Na seara da responsabilidade, a atriz e humorista Marianna Armellini se autodeclarou a mais “socialmente preocupada” entre os integrantes da mesa. “A propaganda propaga uma ideia, vende a ideia de que aquele produto ou aquela maneira de ser é uma coisa interessante. E propagar uma ideia é algo muito sério. Por isso, quando a publicidade personifica algum preconceito é algo grave demais”, lamentou. “Mas há uma clara diferença entre se sentir ofendido por algo sem importância e resvalar em crime ou discurso de ódio, que é outra coisa”.

Na avaliação dos debatedores, o advento das mídias sociais tornou o assunto ainda mais complexo.

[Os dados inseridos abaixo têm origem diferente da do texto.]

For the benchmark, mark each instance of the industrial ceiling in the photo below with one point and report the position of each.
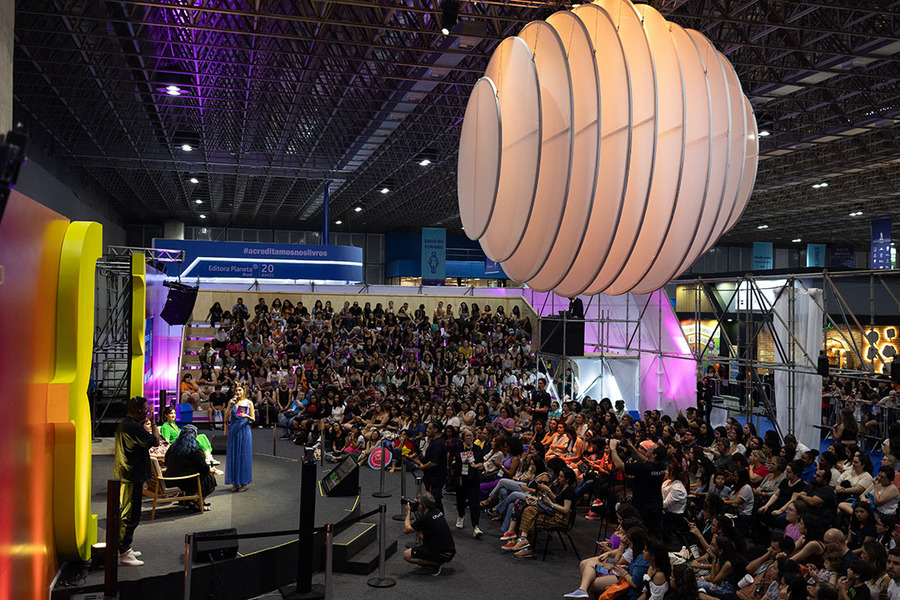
(276, 98)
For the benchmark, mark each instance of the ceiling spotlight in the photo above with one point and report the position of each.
(449, 16)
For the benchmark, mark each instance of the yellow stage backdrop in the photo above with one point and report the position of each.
(46, 332)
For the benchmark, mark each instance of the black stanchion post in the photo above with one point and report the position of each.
(329, 559)
(401, 516)
(381, 493)
(305, 548)
(111, 576)
(382, 580)
(188, 563)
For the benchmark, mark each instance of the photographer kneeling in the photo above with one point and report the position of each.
(436, 545)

Ao mesmo tempo que o Twitter, o Facebook, o Instagram e outras deram voz às minorias, viraram palco para a intolerância. "As redes sociais também deram voz aos imbecis. Colocaram holofotes sobre aquelas bobagens que todo mundo dizia no recreio quando tinha 12 anos e praticamente ninguém iria ver ou ouvir, mas hoje estão lá publicadas”, declarou o humorista e redator Bruno Motta, citando o caso do comediante Julio Cocielo, que teve mensagens antigas com conteúdo racista e machista de seu Twitter resgatadas por internautas. Isso ocorreu depois que Cocielo publicou, no último mês de julho, um tuíte que relacionava o jogador francês Mbappé à prática de arrastões. Apesar de publicado um pedido de desculpas, diversas marcas romperam com o comediante.

"Acho que tem que tirar o dinheiro dele mesmo. Com 'grandes poderes vêm grandes responsabilidades'", posicionou-se Marianna, citando o personagem tio Ben, do longa Homem-Aranha. "Ele fala a milhões de pessoas, então, se disse algo de forma preconceituosa, tira o dinheiro. Só se aprende com punição. As pessoas que praticam esse tipo de 'humor' pararam para pensar, depois desse episódio. Evoluir é isso", arrematou.

"Concordo com a visão da Mari, mas vivemos um momento de intolerância. Algumas pessoas podem estar certas em sua opinião, mas perdem a razão por causa de seu discurso de ódio”, ponderou o humorista e imitador Rudy Landucci.

Em relação aos limites do humor, Rafael Castro, diretor de criação do Canal Parafernalha, defendeu que essa fronteira está, para ele, relacionada à empatia e à responsabilidade. "Eu poderia fazer uma piada com um político e quem é contra ele vai achar que eu fui sutil, mas quem é a favor não vai achar nem que foi uma piada. Por isso, eu prefiro não fazer. Responsabilidade, esse é o meu limite."


Já para propaganda, o limite do uso da comicidade é um pouco anterior do que para quem trabalha com humor, na avaliação de Martins. "Para publicidade, o limite está sempre nuns degraus antes que em um show de comédia, por exemplo. No espetáculo, a pessoa vai lá querendo assistir aquele tipo de conteúdo, que já é esperado", defendeu.

Ainda sobre até onde pode ir a comédia, Marianna opinou: "o humor fala com a razão. Toda vez que tem emoção envolvida a pessoa não vai rir. Se você vir uma pessoa tropeçar na rua, você ri, mas se é sua mãe quem tropeça e pode quebrar a perna, você não vai achar graça nenhuma. Nessa lógica, se eu sou mulher e vejo o cara falar sobre dar porrada na mulher, não acho engraçado, porque tenho amigas que já foram espancadas, ou seja, isso mexe com minha emoção".